Chapter 12

Connor

Pour Decisions bar always felt like stepping into a time warp, with its scuffed wooden floors, low amber lighting, and surfboards mounted above the booths.

The speakers sang with a lazy Fleetwood Mac track while a jukebox flickered lazily in the corner, too stubborn to die, too temperamental to be reliable.

Vinyl covers papered the walls like a love letter to another decade, Springsteen, The Clash, Blondie, each one water-stained and curling at the edges.

I loved it here.

A couple of women at the bar clocked me as I walked in, one nudging her friend with a look that wasn’t subtle. I offered a polite smile, nothing more. Hooking up wasn’t on my agenda, and I’d learned enough from Jake’s mistakes not to hook up near our watering hole spot.

Our table—center booth, back left—was unofficially reserved. It always smelled faintly of spilled rum and old leather, and tonight, the boys were already mid-story when I slid into the seat beside Jake, who wheezed into his pint at something Nate said. “You dumped the bird girl?”

“Technically, the parrot did the dumping.

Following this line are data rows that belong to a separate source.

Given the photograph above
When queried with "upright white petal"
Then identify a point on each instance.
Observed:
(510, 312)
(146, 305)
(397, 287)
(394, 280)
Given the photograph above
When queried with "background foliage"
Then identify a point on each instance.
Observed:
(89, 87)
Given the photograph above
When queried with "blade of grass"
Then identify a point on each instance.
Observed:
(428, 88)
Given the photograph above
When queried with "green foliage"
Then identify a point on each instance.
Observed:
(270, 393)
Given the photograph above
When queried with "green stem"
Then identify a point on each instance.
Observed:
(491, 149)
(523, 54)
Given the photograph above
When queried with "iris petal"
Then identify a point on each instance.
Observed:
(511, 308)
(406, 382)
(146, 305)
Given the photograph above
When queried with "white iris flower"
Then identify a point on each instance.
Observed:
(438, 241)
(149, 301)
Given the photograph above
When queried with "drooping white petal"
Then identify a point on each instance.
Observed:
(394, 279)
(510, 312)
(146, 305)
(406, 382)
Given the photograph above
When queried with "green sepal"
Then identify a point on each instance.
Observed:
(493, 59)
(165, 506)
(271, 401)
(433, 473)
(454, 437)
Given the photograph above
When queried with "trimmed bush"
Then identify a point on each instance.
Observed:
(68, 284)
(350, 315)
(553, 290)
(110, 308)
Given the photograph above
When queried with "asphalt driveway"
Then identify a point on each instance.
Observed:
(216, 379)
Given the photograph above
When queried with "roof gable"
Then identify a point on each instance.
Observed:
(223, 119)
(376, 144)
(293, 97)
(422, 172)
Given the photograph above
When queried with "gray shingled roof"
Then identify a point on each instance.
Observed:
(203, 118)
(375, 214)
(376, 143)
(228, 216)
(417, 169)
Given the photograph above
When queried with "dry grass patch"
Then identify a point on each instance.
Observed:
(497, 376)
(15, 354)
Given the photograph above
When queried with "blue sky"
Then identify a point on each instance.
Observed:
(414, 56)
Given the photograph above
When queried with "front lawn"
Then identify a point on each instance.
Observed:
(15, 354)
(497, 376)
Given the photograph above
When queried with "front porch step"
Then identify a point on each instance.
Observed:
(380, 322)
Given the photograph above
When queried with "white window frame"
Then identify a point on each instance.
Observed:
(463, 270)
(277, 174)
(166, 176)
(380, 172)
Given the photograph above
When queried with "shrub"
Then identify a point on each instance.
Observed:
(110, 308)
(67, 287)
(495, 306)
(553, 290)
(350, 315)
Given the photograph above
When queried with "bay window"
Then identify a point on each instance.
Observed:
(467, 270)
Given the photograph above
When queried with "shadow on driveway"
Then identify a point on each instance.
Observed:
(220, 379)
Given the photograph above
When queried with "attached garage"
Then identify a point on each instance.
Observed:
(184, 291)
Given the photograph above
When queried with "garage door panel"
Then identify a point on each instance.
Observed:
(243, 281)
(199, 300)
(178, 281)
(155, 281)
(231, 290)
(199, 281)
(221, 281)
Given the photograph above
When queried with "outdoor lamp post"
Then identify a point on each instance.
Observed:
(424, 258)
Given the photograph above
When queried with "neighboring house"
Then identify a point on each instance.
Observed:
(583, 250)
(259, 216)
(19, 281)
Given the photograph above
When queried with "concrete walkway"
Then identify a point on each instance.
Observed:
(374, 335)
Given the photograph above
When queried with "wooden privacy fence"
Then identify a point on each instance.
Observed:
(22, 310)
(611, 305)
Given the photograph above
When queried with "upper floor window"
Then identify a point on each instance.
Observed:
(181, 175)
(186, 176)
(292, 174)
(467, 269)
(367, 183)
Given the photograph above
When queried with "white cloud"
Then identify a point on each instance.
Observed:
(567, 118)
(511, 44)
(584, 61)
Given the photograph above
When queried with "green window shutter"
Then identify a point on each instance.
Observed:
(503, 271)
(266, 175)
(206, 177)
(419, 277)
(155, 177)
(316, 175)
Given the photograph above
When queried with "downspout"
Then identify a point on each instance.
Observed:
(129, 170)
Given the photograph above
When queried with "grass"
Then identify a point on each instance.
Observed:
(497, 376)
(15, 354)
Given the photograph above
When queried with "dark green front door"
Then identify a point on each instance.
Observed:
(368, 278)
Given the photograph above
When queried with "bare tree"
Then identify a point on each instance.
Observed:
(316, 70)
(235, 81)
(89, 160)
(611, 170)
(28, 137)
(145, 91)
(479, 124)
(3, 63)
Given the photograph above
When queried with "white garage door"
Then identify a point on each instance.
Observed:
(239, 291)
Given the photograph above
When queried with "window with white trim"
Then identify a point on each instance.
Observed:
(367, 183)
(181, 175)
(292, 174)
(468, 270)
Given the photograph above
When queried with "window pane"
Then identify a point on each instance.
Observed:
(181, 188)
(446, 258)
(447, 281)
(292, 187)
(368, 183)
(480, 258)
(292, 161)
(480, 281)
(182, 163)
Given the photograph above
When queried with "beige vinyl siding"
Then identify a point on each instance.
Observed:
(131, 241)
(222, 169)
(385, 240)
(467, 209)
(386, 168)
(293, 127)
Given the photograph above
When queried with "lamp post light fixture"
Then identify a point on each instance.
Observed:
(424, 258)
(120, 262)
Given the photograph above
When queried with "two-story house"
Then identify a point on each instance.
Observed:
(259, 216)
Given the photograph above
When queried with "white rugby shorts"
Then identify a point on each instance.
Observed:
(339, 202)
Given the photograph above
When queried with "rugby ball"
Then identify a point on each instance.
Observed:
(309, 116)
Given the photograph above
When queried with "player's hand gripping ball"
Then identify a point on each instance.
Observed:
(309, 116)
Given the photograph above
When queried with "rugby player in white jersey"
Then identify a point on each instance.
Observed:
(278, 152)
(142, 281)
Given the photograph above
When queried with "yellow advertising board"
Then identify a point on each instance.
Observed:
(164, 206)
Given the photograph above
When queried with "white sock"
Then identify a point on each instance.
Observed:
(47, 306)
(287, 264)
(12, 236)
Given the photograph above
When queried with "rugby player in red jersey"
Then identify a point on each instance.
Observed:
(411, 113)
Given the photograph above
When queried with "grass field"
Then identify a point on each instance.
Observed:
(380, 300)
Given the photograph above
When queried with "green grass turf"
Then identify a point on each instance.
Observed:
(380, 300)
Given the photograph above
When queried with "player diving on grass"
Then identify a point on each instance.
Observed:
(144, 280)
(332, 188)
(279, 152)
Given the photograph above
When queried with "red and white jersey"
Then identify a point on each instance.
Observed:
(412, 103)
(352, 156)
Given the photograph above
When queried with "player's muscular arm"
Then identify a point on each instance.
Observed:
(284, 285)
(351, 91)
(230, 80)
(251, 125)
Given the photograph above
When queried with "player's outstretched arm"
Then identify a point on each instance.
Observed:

It told me to get lost,” Nate grumbled.

“Sounds like the most intelligent one in the relationship.”

“I’m telling you, we need to start a podcast. ‘The Try Line: Tales of Tragedy and Testosterone.’”

I shook my head. “You’d have one episode before you were all canceled.”

“Well, now that you’re here, Cap,” Ramirez said, raising his beer. “An official cheers for saving our asses and increasing our air miles this season. Let’s fucking make it worth it and bring that championship home.”

I clinked my glass to his and nodded. “Damn right. We didn’t crawl through six feet of swamp just to phone it in.”

Jake leaned forward. “I want that trophy so bad, I’m dreaming about it. Like, genuinely. Had a nightmare last week where Bobby was lifting it, wearing nothing but compression shorts and a tiara.”

Nate nearly choked on his drink. “Wait, why a tiara?”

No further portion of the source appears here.